Ces récipients doivent être conçus de manière à permettre l'élimination à terre
de leur contenu." Cette disposition concrétise l'art. 10 al. 1 RiNL,
qui interdit de manière générale le déversement dans le lac d'objets ou de
substances de nature à en polluer les eaux. Le législateur suisse a repris
textuellement ces deux interdictions aux art. 10 al. 1 et 108 al. 1 ONI. L'art.

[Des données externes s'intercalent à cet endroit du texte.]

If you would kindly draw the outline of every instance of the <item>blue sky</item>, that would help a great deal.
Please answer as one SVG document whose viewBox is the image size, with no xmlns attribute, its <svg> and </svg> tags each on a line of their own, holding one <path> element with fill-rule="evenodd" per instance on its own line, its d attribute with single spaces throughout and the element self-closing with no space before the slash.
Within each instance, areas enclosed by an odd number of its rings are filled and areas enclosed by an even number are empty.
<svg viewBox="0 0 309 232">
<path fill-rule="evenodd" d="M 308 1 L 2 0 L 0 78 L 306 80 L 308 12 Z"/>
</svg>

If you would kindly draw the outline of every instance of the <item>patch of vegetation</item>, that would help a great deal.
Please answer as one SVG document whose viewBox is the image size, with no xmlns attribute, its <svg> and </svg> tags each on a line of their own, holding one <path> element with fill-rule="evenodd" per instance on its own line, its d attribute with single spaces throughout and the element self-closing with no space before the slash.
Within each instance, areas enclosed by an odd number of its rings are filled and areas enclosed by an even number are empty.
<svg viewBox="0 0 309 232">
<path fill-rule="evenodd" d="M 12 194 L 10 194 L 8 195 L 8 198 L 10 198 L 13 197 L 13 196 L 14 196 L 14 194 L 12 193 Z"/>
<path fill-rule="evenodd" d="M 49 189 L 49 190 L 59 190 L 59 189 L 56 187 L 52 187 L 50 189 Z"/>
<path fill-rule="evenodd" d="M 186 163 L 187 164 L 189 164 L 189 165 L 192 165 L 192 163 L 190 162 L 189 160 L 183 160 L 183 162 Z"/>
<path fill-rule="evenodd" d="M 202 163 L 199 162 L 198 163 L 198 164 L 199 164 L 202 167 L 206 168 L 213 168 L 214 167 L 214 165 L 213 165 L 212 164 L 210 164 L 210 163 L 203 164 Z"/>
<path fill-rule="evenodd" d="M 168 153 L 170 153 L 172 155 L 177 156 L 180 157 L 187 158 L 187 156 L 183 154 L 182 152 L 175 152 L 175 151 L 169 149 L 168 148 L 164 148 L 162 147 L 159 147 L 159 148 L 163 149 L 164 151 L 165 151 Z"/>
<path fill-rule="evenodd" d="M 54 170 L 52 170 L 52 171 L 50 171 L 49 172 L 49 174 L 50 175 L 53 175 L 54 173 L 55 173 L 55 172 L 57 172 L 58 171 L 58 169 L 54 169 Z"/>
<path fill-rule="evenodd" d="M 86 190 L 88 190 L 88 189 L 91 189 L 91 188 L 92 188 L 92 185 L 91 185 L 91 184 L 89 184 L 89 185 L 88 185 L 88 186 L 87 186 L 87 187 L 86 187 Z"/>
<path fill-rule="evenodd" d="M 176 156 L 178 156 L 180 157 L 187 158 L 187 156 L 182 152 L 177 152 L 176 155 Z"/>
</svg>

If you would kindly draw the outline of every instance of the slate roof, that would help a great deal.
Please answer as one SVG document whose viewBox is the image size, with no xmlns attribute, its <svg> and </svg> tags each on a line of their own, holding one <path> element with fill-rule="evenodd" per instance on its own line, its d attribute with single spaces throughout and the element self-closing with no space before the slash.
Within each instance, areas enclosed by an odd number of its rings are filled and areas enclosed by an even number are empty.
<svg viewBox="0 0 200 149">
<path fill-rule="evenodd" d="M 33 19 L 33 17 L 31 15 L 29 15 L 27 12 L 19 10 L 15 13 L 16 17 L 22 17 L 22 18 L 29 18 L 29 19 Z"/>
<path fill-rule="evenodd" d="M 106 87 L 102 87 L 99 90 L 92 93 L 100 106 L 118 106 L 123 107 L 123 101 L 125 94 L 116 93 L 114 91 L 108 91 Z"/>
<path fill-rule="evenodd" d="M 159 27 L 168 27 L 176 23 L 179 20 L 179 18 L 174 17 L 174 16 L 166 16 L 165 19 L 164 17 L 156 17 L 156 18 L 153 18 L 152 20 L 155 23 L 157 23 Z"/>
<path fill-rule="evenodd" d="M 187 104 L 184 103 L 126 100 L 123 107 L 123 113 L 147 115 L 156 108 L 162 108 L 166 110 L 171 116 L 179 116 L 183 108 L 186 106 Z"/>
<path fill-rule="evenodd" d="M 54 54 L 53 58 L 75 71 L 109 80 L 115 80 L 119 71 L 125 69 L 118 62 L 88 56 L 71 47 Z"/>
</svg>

108 al. 1 ONI prescrit en effet ce qui suit: "Les bateaux pourvus de
locaux de séjour, d'installations pour la cuisine ou d'installations sanitaires
doivent être munis de récipients pouvant être vidés à terre, destinés à
recueillir les matières fécales, les eaux usées et les déchets."
On peut observer que
ces prescriptions spéciales ont succédé aux interdictions formulées dès le
début des années septante par l'ancienne loi fédérale sur la protection des
eaux contre la pollution du 8 octobre 1971 (aLEaux; RO 1972, 958) et l'ancienne
ordonnance générale sur la protection des eaux du 19 juin 1972 (aOEaux; RO
1972, 976), en vigueur dès le 1er juillet 1972. Au titre des "Principes
à observer pour l'application des modes spéciaux d'élimination des eaux usées",
l'art. 29 al. 1 aOEaux prescrivait en effet: "Les résidus solides et
liquides provenant de bateaux doivent être recueillis à bord au moyen
d'installations adéquates et déversés dans les canalisations ou sur des dépôts,
selon les instructions de l'autorité cantonale compétente" (cf.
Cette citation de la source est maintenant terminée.